Polymorphism distribution of MS motifs in indica and japonica genomes
Motifs | Indica | Rate of pm | Japonica | Rate of pm | ||||||
---|---|---|---|---|---|---|---|---|---|---|
All | Wpm | All | Wpm | |||||||
Count | Length | Count | Length | Count | Length | Count | Length | |||
A/T | 57 467 | 10.9 | 21 393 | 11.2 | 53.5 | 53 940 | 10.8 | 20 637 | 11.1 | 49.6 |
C/G | 6710 | 13.8 | 2849 | 14.4 | 68.6 | 7923 | 13.6 | 3104 | 14.1 | 61.3 |
AC/GT | 1405 | 18.2 | 541 | 19.6 | 54.4 | 1318 | 18.1 | 560 | 19.4 | 52.5 |
AG/CT | 8371 | 20.1 | 3220 | 22.6 | 59.8 | 8664 | 19.7 | 3351 | 22.5 | 56.4 |
AT/AT | 7271 | 34.5 | 2147 | 36.8 | 56.6 | 8041 | 35.9 | 2287 | 38.1 | 54.4 |
CG/CG | 668 | 14.8 | 59 | 15.7 | 15.6 | 755 | 14.7 | 64 | 15.5 | 15.6 |
AAC/GTT | 186 | 24.5 | 45 | 30.7 | 37.8 | 185 | 22.7 | 57 | 25.2 | 41.6 |
AAG/CTT | 892 | 25.1 | 304 | 29.0 | 46.5 | 863 | 26.0 | 305 | 30.1 | 41.8 |
AAT/ATT | 683 | 45.0 | 248 | 51.7 | 55.6 | 671 | 49.5 | 253 | 59.5 | 49.6 |
ACC/GGT | 603 | 20.1 | 111 | 21.3 | 23.8 | 632 | 20.1 | 120 | 21.7 | 22.2 |
ACG/CGT | 832 | 19.7 | 117 | 21.6 | 20.8 | 942 | 19.5 | 122 | 20.6 | 19.5 |
ACT/AGT | 151 | 22.2 | 44 | 24.8 | 40.7 | 139 | 22.2 | 57 | 24.9 | 44.5 |
AGC/GCT | 958 | 19.7 | 216 | 20.9 | 31.3 | 999 | 19.9 | 264 | 20.7 | 33.2 |
AGG/CCT | 1540 | 20.6 | 424 | 22.1 | 35.5 | 1557 | 20.5 | 415 | 21.8 | 31.7 |
ATC/GAT | 310 | 22.2 | 70 | 22.7 | 37.8 | 303 | 21.6 | 74 | 22.4 | 37.0 |
CCG/CGG | 4734 | 19.7 | 999 | 21.2 | 28.0 | 5009 | 19.6 | 1087 | 20.8 | 26.6 |
Labels are the same as in Table 1.
We detected 35 691 polymorphic MS loci with unique flanking sequences in the indica genome and 35 779 in the japonica genome (Table 3). If we took away 18 016 loci common for both, there were 53 454 subspecific MS loci left, and we were able to design primer pairs for 52 845 MSs (Table 3), which gave rise to one polymorphic MS for every 7.1 and 7.2 kb in lengths in indica and japonica, respectively. Of these MSs, there were 36 374 MNRs, 8298 DNRs, 3878 TNRs, 802 TTRs, 683 PNRs, 487 HNRs, and 2323 complex repeats that comprised two or more repeat units (Table 3). We also analyzed the length polymorphism of MSs in indica and japonica sequences (Fig. 2), and found that approximately 38% of MSs have a length difference of 1 bp.

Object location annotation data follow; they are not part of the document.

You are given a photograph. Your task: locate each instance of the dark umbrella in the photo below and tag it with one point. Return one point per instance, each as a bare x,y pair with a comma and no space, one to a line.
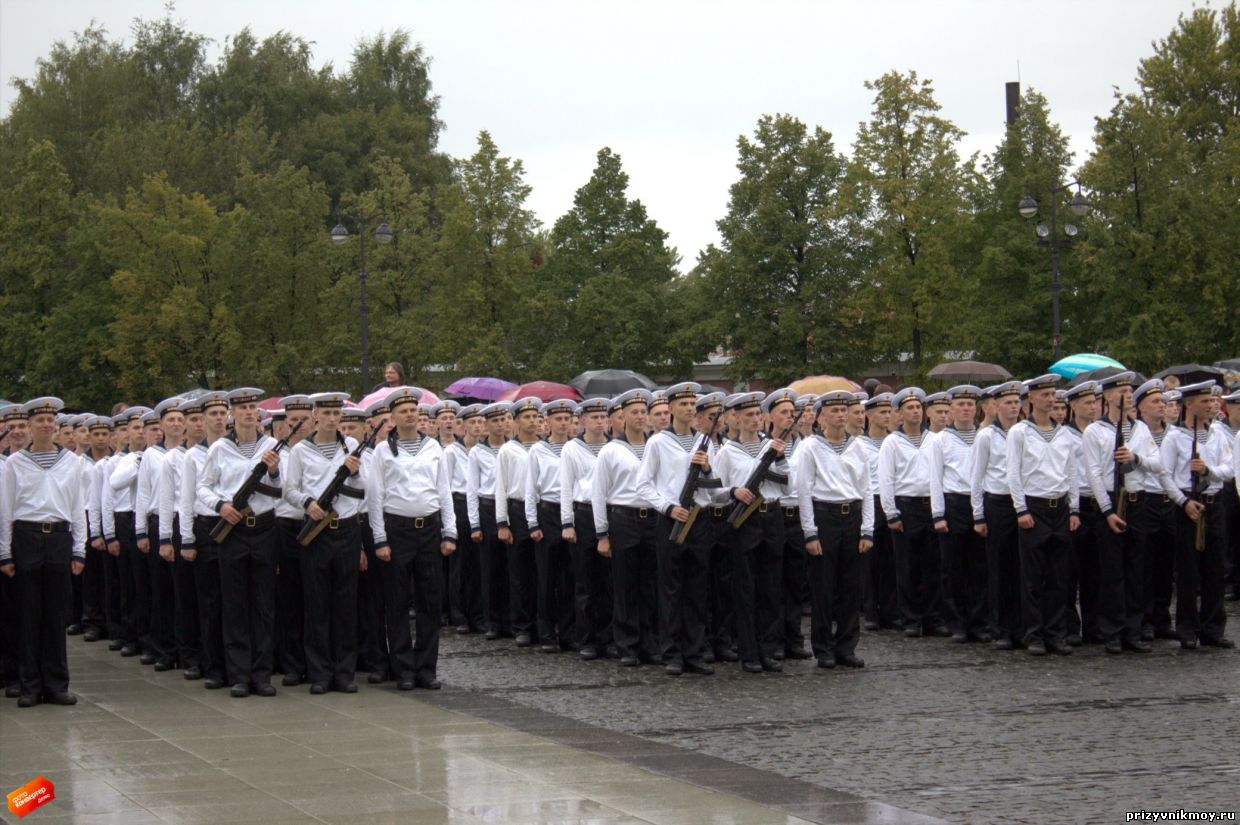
970,371
1104,372
1192,374
479,387
610,382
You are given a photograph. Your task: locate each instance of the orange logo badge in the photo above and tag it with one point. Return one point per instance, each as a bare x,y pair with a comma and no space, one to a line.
30,797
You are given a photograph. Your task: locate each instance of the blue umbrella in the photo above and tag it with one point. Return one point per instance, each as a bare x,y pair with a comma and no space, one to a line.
1074,365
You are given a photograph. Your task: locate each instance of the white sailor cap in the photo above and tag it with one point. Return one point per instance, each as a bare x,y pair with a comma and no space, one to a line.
881,400
907,395
402,396
213,398
1147,388
530,403
244,396
683,390
744,400
1199,388
296,402
599,403
329,400
1048,381
447,405
1117,380
496,410
559,405
169,405
833,398
1083,388
778,397
708,401
13,412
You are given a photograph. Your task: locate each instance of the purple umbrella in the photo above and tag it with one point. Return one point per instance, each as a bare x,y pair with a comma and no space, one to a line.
480,387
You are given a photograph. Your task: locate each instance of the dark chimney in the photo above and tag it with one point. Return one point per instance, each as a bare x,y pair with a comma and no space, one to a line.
1013,94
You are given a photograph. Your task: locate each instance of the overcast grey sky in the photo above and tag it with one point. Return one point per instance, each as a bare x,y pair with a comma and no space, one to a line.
671,84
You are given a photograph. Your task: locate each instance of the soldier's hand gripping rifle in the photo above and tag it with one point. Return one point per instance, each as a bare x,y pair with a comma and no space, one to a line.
1121,498
326,501
761,473
1199,483
681,529
248,488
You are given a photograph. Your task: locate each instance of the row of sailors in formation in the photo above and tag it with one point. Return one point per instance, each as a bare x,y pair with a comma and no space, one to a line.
977,530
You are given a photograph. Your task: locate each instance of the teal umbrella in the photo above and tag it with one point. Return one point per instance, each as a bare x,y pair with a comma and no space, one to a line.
1074,365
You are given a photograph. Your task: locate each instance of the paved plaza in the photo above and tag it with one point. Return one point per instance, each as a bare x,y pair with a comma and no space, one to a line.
929,731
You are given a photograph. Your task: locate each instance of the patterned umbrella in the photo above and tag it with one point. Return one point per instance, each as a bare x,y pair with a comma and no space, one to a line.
820,383
479,387
1074,365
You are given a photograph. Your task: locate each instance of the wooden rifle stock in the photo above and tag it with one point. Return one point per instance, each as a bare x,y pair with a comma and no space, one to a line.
754,483
681,530
241,499
311,527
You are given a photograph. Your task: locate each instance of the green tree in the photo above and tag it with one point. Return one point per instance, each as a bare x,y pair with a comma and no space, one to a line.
908,191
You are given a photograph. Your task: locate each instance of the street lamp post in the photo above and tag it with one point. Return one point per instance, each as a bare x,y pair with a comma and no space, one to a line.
1048,236
383,235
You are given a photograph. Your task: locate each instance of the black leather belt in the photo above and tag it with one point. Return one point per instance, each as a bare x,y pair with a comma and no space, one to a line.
44,526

Only about 8% of MSs have a length polymorphism of more than 10 bp, and the number of MSs with polymorphism length of 5 and 7 bp is relatively small (Fig. 2), since the length polymorphism is related to the length of the repeat units or types.
Table 3.
Summary of polymorphic MS loci
MNR | DNR | TNR | TTR | PNR | HNR | Complex | Total | ||
---|---|---|---|---|---|---|---|---|---|
(1) | Indica MS | 24 242 | 5967 | 2578 | 477 | 394 | 281 | 1752 | 35 691 |
(2) | Japonica MS | 23 741 | 6262 | 2754 | 562 | 451 | 275 | 1734 | 35 779 |
(3) | Common MS | 11 378 | 3658 | 1413 | 231 | 156 | 53 | 1127 | 18 016 |
(4) | Theoretical estimates of polymorphic MS | 36 605 | 8571 | 3919 | 808 | 689 | 503 | 2359 | 53 454 |
(5) | Observed values of polymorphic MS | 36 555 | 8546 | 3942 | 803 | 688 | 503 | 2417 | 53 454 |
(6) | MS with primers | 36 374 | 8298 | 3878 | 802 | 683 | 487 | 2323 | 52 845 |
(1) The identified polymorphic MS loci in indica; (2) The identified polymorphic MS loci in japonica; (3) The common polymorphic MS loci that are found to be the same in both indica and japonica; (4) The theoretical estimates of all polymorphic MS loci in rice that can be estimated according to the following formula polymorphic MS = (1) + (2) − (3); (5) Observed values of all polymorphic MS loci in rice. The data discrepancies between (4) and (5) are due in part to the fact that some MS in indica belong to MNR or DNR, also some MS in japonica can be changed into the Complex kinds; (6) MS with primers: polymorphic MS loci with primers that were designed successfully with Primer3 (http://www.genome.wi.mit.edu/cgi-bin/primer/primer3).
Figure 2.
Length distribution of polymorphic MSs in indica and japonica rice genomes.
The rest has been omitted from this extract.